The Foonly F1 Computer


The F1 Cranking out Flight of the Navigator


Update: 12/25/96 Dave Dyer stumbled across the Foonly page and sent in his recollections. His info is here.
The F1 was originally built by Triple-I in hopes of getting a large contract with the Government for an Optical Character Recognition system. Its design became the DEC KL-10, but was built on five wire-wrap pages, that were machine wrapped. This meant that it was a one-of-a-kind system, a prototype that never went anywhere. It required a DEC KA-10 (5 tons of stuff that barely could do 1 MIP!) just to boot it! And when it was up, it probably ran at something like 6 MIPS. The Disk systems were old DEC washing-machine style drives that barely held 50Mb! And they crashed at least every month!


Here is a closeup view of the "Guts" of the F1. There were four "Pages", each machine wire-wrapped ECL on Augat standard PC forms. Since it was all ECL, the signals all ran twisted pair, and there was a theory that the machine failed frequently because of "cut through" from the many wires going around sharp corners. To the right you can see all the signal and power cables. Note the prominent air-conditioning outlet immediately beneath the pages!

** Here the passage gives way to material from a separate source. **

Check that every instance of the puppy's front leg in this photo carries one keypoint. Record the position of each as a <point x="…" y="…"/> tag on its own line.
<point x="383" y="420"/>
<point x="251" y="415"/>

The only remaining F1 project engineer who would fool with the F1 was Dave Poole, who lived up near Berkeley, and would occasionally dial in to help us with problems. He had instituted an upgrade program that was underway when Omnibus bought Digital Productions. Needless to say, that purchase brought all further work on the F1 to a halt. I heard that Jim Rapley and Intergon had hauled the F1 away and made movies with it for a while, but I have not been able to reach Jim to find out if this is so. Jim worked with me at Omnibus, and had worked with the F1 at Triple-I, as well as the Cray at Digital Productions.